Results and discussion

Results of examinations

Clinical signs:
no effects observed
Mortality:
no mortality observed
Body weight and weight changes:
no effects observed
Food consumption and compound intake (if feeding study):
no effects observed
Food efficiency:
not examined
Water consumption and compound intake (if drinking water study):
not examined
Ophthalmological findings:
no effects observed
Haematological findings:
no effects observed
Clinical biochemistry findings:
no effects observed
Urinalysis findings:
not examined
Behaviour (functional findings):
no effects observed
Organ weight findings including organ / body weight ratios:
no effects observed
Gross pathological findings:
no effects observed
Histopathological findings: non-neoplastic:
no effects observed
Histopathological findings: neoplastic:
not examined
Details on results:
CLINICAL SIGNS AND MORTALITY: One female treated with 500 mg/kg/day was found in moribund condition due to cardiac tamponade, and sacrificed on study day 21. One male control animal was found dead on day 65 of unknown reasons.
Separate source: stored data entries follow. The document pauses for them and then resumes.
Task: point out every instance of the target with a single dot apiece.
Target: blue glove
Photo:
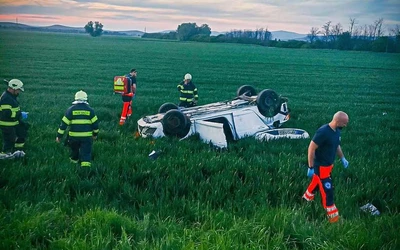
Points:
(344, 162)
(24, 115)
(310, 172)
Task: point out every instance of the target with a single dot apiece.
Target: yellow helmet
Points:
(81, 96)
(16, 84)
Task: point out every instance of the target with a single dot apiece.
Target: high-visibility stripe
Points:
(80, 134)
(94, 119)
(66, 120)
(185, 99)
(80, 112)
(187, 91)
(8, 124)
(81, 121)
(85, 164)
(5, 106)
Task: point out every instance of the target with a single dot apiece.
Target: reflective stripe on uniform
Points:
(80, 134)
(8, 124)
(81, 121)
(85, 164)
(94, 119)
(81, 112)
(66, 120)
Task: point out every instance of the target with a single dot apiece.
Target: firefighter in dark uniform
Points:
(188, 92)
(83, 129)
(322, 151)
(14, 128)
(128, 96)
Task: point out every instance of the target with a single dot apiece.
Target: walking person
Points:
(188, 92)
(322, 151)
(12, 120)
(83, 129)
(128, 96)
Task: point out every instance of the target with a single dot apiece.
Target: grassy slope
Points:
(194, 197)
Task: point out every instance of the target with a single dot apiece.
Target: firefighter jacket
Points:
(10, 112)
(131, 81)
(188, 92)
(82, 122)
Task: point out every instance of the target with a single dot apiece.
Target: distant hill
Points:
(287, 35)
(64, 29)
(278, 35)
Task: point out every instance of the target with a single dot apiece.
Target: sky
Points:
(220, 15)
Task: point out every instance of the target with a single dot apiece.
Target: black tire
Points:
(268, 102)
(167, 107)
(174, 122)
(247, 90)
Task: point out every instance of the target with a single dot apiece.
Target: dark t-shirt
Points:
(328, 141)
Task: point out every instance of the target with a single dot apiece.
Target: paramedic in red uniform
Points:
(322, 151)
(128, 96)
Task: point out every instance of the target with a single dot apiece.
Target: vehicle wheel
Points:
(174, 122)
(268, 103)
(166, 107)
(247, 90)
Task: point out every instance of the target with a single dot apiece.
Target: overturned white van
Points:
(249, 114)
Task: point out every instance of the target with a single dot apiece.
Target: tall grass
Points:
(192, 196)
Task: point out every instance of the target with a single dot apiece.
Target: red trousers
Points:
(126, 108)
(322, 181)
All other animals survived throughout the study period. There were no statistically significant clinical signs.

BODY WEIGHT AND WEIGHT GAIN: There were no statistically significant changes in body weight among exposure groups.

FOOD CONSUMPTION: Increase in food consumption was noted in females treated with high dose during the first half of the study. The findings are not of toxicological significance. There were no differences in the average daily food consumption in the toxicity male group.
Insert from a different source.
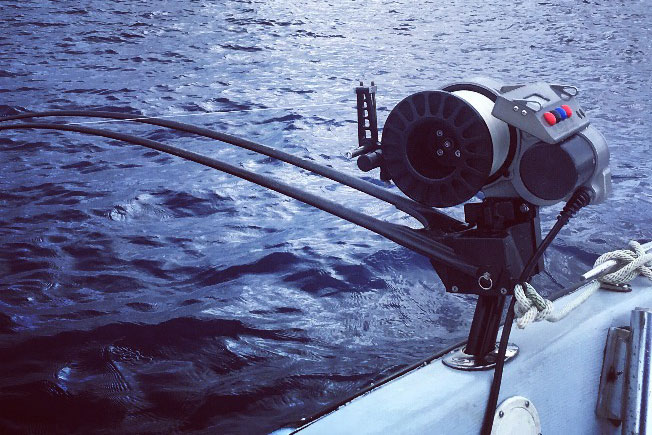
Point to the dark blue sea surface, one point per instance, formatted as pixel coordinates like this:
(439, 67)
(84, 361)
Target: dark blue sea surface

OPHTHALMOSCOPIC EXAMINATION: No treatment-related eye lesions were observed in the female and male toxicity groups.

HAEMATOLOGY: There were no treatment-related alterations in haematology. Statistically identified increases for segmented neutrophils in 100 and 1000 mg/kg/day females was noted, as well as a decreased percentage of eosinophils in 500 and 1000 mg/kg/day treatment animals. No dose response pattern was observed in the segmented neutrophils and both neutrophil and eosinophils values were within published normal ranges. No toxicological significance is given to these findings.
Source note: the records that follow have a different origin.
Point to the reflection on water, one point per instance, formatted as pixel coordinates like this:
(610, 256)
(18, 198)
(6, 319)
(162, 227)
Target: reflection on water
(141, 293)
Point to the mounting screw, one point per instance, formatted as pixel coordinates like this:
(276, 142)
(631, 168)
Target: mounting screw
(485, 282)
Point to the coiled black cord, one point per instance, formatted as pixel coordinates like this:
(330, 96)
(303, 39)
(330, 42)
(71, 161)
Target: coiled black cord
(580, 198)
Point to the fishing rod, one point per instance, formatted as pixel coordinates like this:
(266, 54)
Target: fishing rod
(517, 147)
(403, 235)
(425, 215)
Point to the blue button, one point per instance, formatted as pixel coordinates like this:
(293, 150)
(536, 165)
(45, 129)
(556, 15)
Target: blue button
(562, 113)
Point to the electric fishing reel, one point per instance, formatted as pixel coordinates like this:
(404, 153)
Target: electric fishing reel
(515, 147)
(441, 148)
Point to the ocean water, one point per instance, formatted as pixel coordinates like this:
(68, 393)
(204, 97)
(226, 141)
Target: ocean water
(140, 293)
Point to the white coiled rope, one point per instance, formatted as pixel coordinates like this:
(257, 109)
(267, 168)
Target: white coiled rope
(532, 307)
CLINICAL CHEMISTRY: There were no treatment-related alterations in clinical chemistry. Statistically identified differences across female and male treatment animals were noted for albumin, total protein and glucose, and for alanine aminotransferase, respectively. However, no dose response pattern and was observed and no toxicological significance was given to these findings.

NEUROBEHAVIOUR: No statistically significant changes in motor activity and functional observation battery.

ORGAN WEIGHTS: There were no statistically significant differences in organ weights among treatment groups. The ratio of thymus to the final body weight in males treated with 500 mg/kg/day for significantly increased, however no treatment-related pattern was observed and no toxicological significance was given to this finding.

GROSS PATHOLOGY: There were no gross morphological changes attributable to the test substance.

HISTOPATHOLOGY: NON-NEOPLASTIC: There were no treatment-related changes in tissues and organs in control and high dose groups.


Effect levels

Key result
Dose descriptor:
NOAEL
Effect level:
>= 1 000 mg/kg bw/day (actual dose received)
Based on:
test mat.
Sex:
male/female
Basis for effect level:
other: No adverse effects observed

Target system / organ toxicity

Key result
Critical effects observed:
no

Applicant's summary and conclusion

Conclusions:
In a Combined Repeated Dose Toxicity Study with the Reproduction / Developmental Toxicity Screening Test in rats for 1,3,5-trimethyl-1,1,3,5,5-pentaphenyltrisiloxane, the reported NOAEL value was >= 1000 mg/kg/day.